Exploring the Task-agnostic Trait of Self-supervised Learning in the Context of Detecting Mental Disorders
Rohan Kumar Gupta, Rohit Sinha
TL;DR
The paper examines whether self-supervised learning can yield task-agnostic representations useful for detecting multiple mental disorders from audio and video data. It investigates two SSL paradigms—multi-target prediction (PASE-mod) and masked-frame prediction (AALBERT)—and generates global representations by adjusting temporal context. Results show that these SSL-derived representations outperform corresponding baselines in detecting MDD and PTSD on the DAIC-WOZ dataset, with audio-based PASE-mod and video-based AALBERT delivering notable improvements. This suggests real-world potential for cross-disorder detection using task-agnostic SSL features, while highlighting limitations to two disorders and prompting exploration of additional disorders and models.
Abstract
Self-supervised learning (SSL) has been investigated to generate task-agnostic representations across various domains. However, such investigation has not been conducted for detecting multiple mental disorders. The rationale behind the existence of a task-agnostic representation lies in the overlapping symptoms among multiple mental disorders. Consequently, the behavioural data collected for mental health assessment may carry a mixed bag of attributes related to multiple disorders. Motivated by that, in this study, we explore a task-agnostic representation derived through SSL in the context of detecting major depressive disorder (MDD) and post-traumatic stress disorder (PTSD) using audio and video data collected during interactive sessions. This study employs SSL models trained by predicting multiple fixed targets or masked frames.

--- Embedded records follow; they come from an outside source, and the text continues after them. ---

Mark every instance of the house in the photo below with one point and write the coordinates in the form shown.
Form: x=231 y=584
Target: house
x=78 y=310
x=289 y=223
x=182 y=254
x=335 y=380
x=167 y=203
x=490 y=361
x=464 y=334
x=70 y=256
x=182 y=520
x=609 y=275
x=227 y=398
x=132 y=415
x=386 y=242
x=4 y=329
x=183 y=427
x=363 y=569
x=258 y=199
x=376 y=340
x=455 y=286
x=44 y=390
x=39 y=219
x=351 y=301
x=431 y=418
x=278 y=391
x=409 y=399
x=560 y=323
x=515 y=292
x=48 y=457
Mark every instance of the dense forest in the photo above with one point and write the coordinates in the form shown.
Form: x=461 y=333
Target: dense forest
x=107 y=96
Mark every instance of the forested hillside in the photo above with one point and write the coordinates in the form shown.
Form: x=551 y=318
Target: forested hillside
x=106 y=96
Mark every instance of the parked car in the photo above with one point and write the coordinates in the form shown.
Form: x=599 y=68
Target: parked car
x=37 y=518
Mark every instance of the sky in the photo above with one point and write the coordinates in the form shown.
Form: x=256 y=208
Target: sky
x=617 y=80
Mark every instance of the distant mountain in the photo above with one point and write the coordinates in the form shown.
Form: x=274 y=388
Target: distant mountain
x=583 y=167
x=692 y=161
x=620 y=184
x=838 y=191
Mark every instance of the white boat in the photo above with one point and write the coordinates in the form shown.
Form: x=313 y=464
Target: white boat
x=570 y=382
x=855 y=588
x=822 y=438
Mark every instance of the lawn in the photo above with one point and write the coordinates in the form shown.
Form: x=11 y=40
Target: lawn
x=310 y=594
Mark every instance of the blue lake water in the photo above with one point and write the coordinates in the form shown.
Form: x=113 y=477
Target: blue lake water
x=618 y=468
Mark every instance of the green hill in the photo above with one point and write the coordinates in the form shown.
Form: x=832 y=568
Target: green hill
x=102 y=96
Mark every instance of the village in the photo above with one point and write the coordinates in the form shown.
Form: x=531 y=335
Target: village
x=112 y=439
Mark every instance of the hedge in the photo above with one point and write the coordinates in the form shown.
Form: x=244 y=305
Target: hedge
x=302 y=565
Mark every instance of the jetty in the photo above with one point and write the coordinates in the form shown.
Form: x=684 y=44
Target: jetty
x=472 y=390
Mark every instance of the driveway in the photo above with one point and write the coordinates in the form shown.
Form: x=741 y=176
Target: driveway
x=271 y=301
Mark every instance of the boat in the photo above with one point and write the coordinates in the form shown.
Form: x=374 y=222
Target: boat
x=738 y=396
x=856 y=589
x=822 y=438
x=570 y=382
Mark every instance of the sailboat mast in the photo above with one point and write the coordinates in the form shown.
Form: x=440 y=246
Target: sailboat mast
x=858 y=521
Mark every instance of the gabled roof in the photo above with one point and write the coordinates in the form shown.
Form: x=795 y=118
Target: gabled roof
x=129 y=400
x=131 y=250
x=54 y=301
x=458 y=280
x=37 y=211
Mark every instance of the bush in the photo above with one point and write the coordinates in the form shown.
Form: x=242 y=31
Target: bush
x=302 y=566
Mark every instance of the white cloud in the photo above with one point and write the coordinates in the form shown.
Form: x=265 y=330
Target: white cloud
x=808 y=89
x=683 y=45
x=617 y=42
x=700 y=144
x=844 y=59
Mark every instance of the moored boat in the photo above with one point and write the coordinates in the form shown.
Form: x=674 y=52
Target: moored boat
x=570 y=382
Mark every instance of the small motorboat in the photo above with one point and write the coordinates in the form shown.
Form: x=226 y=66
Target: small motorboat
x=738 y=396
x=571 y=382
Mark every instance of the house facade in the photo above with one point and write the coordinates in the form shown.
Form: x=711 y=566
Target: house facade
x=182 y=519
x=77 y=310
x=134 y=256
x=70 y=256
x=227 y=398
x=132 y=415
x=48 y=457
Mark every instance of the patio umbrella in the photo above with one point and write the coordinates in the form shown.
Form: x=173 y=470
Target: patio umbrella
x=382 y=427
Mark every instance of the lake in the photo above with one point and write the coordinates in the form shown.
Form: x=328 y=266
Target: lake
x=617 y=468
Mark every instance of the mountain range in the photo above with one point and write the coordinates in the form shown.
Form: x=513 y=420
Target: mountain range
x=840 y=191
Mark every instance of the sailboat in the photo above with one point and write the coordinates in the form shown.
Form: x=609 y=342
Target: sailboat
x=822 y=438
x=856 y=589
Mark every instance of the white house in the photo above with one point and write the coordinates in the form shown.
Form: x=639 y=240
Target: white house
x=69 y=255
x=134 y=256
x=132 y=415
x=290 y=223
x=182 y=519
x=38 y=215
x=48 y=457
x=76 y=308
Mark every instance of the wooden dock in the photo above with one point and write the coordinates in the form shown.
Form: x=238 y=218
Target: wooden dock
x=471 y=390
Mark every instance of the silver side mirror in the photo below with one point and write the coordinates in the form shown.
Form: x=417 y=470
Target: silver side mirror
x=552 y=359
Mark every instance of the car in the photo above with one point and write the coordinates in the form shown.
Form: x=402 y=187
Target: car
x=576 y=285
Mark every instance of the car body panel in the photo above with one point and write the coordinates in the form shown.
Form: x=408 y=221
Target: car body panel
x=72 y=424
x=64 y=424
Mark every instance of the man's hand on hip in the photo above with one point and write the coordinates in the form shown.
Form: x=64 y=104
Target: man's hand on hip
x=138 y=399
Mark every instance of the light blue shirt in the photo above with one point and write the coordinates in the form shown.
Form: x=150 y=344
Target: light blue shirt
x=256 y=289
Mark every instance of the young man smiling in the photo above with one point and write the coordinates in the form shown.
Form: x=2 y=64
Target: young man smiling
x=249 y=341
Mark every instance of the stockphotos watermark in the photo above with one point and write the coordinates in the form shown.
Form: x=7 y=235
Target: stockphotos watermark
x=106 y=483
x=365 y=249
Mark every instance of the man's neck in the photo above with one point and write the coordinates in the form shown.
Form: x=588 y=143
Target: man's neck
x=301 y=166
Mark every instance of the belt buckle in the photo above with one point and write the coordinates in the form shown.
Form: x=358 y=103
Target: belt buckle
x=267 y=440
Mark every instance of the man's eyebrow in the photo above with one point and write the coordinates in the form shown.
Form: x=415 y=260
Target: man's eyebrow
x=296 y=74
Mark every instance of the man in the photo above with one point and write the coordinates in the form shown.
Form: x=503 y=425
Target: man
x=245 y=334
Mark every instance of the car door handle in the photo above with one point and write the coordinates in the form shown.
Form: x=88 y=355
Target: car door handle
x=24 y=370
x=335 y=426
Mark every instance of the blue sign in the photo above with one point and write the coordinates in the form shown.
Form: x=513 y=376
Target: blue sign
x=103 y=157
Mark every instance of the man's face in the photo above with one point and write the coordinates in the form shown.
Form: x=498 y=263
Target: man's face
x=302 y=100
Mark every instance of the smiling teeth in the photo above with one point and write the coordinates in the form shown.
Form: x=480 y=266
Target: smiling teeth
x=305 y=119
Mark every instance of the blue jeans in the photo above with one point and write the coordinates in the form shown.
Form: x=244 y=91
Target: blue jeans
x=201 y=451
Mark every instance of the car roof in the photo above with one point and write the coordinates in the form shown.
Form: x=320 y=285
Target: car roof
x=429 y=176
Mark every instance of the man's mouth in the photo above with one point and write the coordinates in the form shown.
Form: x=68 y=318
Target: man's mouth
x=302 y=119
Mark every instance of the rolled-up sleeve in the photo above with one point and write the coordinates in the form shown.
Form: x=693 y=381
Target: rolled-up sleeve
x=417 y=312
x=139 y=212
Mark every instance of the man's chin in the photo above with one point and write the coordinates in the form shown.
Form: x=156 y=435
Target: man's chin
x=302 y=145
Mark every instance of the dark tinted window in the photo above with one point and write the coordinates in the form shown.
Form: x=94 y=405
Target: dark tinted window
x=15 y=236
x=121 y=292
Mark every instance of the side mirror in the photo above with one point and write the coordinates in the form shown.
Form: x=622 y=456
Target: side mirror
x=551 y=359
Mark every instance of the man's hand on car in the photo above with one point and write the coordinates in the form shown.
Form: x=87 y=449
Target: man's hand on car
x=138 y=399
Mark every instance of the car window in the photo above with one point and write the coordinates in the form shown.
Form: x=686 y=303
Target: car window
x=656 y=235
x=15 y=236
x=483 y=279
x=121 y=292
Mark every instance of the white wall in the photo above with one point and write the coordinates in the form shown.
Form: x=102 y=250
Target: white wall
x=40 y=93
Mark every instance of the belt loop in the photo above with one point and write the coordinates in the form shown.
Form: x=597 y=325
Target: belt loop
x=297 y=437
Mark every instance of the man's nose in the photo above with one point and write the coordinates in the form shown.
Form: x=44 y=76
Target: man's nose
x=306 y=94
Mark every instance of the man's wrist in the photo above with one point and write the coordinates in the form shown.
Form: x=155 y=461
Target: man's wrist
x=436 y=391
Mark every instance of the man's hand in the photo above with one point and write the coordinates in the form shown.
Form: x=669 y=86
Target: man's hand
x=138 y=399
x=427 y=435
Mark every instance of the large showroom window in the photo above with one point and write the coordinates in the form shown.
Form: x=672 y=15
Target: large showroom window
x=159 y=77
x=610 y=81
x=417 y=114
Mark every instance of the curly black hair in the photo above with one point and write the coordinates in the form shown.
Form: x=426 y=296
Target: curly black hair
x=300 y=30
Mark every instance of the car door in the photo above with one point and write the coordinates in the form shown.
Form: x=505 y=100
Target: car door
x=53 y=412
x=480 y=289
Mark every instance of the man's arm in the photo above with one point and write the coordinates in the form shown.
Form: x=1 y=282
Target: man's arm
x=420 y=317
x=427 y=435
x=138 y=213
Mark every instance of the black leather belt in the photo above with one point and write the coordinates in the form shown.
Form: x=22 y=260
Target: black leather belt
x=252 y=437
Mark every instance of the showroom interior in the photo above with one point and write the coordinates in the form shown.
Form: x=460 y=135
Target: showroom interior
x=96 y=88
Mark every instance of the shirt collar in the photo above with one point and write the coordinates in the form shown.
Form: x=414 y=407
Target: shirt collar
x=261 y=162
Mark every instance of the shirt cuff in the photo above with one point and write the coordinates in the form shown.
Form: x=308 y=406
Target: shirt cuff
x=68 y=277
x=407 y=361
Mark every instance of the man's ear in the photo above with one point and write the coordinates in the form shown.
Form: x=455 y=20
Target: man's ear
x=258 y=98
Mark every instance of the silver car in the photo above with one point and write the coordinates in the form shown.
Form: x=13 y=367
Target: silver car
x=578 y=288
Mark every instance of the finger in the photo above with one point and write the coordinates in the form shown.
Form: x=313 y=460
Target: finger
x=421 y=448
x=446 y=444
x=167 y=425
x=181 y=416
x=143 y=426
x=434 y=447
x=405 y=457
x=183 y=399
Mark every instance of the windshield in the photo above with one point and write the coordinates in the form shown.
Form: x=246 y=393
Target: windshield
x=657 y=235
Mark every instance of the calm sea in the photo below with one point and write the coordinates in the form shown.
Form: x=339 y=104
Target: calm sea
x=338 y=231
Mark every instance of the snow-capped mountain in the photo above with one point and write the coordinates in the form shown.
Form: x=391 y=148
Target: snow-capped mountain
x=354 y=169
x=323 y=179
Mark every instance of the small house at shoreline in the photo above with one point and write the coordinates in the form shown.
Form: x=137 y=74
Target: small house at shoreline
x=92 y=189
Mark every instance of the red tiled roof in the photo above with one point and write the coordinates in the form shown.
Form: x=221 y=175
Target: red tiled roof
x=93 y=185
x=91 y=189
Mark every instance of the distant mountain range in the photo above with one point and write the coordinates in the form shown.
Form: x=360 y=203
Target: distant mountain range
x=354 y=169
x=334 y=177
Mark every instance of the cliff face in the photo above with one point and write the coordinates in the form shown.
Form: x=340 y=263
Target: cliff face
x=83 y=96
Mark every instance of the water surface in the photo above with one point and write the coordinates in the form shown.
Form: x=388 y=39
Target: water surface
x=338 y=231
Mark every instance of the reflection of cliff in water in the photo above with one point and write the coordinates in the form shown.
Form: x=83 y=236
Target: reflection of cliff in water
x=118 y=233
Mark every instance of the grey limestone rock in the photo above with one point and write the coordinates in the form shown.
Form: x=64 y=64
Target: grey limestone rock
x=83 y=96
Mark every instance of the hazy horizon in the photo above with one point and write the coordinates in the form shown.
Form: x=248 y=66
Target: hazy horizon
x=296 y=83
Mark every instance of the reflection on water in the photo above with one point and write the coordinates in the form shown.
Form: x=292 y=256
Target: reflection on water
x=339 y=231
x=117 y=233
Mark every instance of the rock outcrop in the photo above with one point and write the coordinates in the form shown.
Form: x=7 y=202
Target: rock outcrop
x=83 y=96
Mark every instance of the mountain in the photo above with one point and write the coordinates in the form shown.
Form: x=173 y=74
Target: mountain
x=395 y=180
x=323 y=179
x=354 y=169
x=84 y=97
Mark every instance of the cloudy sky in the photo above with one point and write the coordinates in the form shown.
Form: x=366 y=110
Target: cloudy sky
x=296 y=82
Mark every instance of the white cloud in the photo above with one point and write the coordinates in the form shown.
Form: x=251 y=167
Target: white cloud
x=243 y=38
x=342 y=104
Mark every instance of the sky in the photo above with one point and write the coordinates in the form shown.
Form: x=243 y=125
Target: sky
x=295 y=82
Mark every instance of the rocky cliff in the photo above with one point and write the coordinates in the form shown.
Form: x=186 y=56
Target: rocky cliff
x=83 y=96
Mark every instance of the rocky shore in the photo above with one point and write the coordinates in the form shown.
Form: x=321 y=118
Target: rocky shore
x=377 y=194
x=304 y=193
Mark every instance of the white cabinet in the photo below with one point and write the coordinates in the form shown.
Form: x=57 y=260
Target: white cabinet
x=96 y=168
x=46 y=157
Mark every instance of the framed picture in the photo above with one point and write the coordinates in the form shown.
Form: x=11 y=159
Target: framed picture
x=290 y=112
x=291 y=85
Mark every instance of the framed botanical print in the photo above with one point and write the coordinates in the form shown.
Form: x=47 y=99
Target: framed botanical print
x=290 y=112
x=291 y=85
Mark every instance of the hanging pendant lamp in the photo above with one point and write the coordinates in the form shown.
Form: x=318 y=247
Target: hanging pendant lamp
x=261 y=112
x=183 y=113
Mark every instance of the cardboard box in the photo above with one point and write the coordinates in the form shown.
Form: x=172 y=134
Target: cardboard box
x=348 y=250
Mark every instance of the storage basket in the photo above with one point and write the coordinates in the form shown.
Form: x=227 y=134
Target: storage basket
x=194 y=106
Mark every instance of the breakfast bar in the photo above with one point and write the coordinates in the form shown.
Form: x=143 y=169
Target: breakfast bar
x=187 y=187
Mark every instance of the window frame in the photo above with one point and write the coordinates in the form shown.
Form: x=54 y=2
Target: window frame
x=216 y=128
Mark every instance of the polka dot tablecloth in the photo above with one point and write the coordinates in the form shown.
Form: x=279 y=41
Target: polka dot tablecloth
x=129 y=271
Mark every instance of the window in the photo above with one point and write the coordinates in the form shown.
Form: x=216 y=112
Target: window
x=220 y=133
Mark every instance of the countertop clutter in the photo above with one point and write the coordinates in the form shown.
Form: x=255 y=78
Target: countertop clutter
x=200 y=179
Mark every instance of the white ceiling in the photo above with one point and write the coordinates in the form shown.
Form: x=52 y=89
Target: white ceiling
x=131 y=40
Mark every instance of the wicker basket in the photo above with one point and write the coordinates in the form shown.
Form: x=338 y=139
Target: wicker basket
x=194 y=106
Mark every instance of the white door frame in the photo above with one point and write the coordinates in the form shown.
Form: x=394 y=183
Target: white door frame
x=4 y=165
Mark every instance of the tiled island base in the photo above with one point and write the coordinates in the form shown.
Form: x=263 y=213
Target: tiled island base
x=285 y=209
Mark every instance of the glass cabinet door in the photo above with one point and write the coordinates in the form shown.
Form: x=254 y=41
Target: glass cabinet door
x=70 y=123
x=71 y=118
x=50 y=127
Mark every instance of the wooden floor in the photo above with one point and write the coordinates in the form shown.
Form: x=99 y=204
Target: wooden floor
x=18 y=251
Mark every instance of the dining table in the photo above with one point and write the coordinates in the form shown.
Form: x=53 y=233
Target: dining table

We propose a list of fixed targets to make the generated representation more efficient for detecting MDD and PTSD. Furthermore, we modify the hyper-parameters of the SSL encoder predicting fixed targets to generate global representations that capture varying temporal contexts. Both these innovations are noted to yield improved detection performances for considered mental disorders and exhibit task-agnostic traits. In the context of the SSL model predicting masked frames, the generated global representations are also noted to exhibit task-agnostic traits.